Le vieux chêne, plusieurs fois centenaire, s’était abattu sur une des tours du château de Vollore, balayant sans vergogne toitures et charpentes dans un fracas assourdissant. Ebrancher le vénérable avait pris la journée et le château ressemblait à une ruine béante plantée d’un pieu géant. Il fallait désormais redresser le tronc d’une trentaine de mètres pour délivrer la bâtisse.
    Huc de la Faye jura et se reprit à l’effort, sous le regard inquiet des gens de la maisonnée qui assistaient en priant à l’effrayante manœuvre.
    –  Il vient, messire, par Dieu, il bouge ! siffla entre ses dents un hercule dont une veine bleue palpitante barrait la tempe.
    –  Hissez ! Hissez ! ragea Huc en réponse, le teint rouge et l’œil piqué de sueur.
    Lentement, comme un mât de navire décroché enfin de ses haubans, le tronc s’éleva sous la cordée des vingt hommes qui reculaient.
    –  Voltez ! Voltez ! hurla Huc tandis que d’un même élan les bûcherons déviaient l’ascension du chêne pour l’écarter de la bâtisse.
    Ils lâchèrent en même temps et leurs cris se mêlèrent au fracas du bois contre la terre détrempée.
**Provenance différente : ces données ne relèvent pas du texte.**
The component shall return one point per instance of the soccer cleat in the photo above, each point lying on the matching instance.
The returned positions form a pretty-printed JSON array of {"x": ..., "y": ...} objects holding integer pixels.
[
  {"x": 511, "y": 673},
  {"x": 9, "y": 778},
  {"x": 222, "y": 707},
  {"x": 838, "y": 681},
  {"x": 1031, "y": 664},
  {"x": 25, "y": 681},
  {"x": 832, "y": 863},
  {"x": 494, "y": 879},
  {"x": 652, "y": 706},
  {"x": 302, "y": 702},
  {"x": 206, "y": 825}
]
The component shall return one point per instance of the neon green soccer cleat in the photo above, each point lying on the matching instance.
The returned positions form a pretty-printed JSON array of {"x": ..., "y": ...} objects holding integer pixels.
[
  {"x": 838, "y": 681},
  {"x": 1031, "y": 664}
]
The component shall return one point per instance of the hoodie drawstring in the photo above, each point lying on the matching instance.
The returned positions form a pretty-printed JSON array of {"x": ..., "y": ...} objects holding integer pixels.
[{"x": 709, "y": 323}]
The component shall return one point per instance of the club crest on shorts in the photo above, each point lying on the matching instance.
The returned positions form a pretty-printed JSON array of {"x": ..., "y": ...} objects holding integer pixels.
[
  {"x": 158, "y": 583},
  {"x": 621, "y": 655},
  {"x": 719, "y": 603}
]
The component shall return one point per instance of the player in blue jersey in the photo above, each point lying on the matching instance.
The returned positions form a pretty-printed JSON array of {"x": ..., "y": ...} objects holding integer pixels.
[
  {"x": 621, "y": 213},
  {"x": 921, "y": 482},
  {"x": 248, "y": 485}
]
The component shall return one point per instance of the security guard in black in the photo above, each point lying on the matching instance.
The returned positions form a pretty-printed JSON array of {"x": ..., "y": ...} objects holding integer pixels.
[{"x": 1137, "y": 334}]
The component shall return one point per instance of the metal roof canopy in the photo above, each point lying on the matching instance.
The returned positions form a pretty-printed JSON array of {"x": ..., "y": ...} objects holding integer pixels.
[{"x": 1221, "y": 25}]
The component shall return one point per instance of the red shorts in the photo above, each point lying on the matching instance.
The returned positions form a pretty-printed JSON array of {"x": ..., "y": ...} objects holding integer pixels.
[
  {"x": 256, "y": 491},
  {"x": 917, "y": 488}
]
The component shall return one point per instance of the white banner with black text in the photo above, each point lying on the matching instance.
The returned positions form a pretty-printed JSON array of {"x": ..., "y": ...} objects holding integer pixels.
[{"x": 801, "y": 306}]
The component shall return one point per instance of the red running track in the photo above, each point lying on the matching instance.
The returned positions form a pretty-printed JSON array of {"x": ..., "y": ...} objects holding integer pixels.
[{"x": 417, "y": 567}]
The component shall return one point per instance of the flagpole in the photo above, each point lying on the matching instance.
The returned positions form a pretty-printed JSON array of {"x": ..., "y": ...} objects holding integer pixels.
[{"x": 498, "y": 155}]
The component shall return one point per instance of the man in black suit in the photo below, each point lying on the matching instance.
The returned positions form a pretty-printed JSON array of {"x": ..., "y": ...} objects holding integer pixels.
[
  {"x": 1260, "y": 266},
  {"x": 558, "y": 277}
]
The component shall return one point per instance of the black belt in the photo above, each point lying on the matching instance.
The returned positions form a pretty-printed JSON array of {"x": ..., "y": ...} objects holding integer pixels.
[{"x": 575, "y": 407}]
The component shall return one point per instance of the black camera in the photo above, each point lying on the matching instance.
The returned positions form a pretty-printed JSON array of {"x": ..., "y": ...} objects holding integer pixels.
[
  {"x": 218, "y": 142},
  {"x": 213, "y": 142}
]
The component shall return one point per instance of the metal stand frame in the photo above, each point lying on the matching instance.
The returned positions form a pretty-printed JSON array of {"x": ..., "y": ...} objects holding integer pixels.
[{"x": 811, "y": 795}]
Huc de la Faye passa une main meurtrie par les fils de chanvre sur son front moite puis félicita d’une accolade le maître bûcheron.
    –  Beau travail, Béryl, beau travail !
    –  Par Dieu, il m’aura fait grand-peine et donné grand-soif, répliqua celui-ci en claquant sa langue dans une bouche épaisse.
    –  Holà du château, s’écria joyeusement Huc, qu’on porte à boire à nos gens, et vite !
    Aussitôt, quelques servantes s’enfuirent en relevant leur jupon pour mieux courir, tandis que les hommes s’activaient encore à détacher les cordages, à débarder le tronc et à le rouler vers d’autres, couchés dans le parc du château.
    –  Triste spectacle ! grogna Béryl en crachant à ses pieds.
    Huc se contenta de hocher la tête.
    De la splendeur de Vollore, il ne restait ce matin qu’une bâtisse aux vitres brisées et aux jardins aplatis par les dizaines d’arbres déracinés ou déchiquetés. Il en était de même dans tout le pays. La forêt semblait un monceau de bois arrangé pour la flamme, et de nombreuses bâtisses étaient à reconstruire ; sans parler des gens blessés ou tués qu’on avait transportés à l’abbaye du Moutier, miraculeusement épargnée.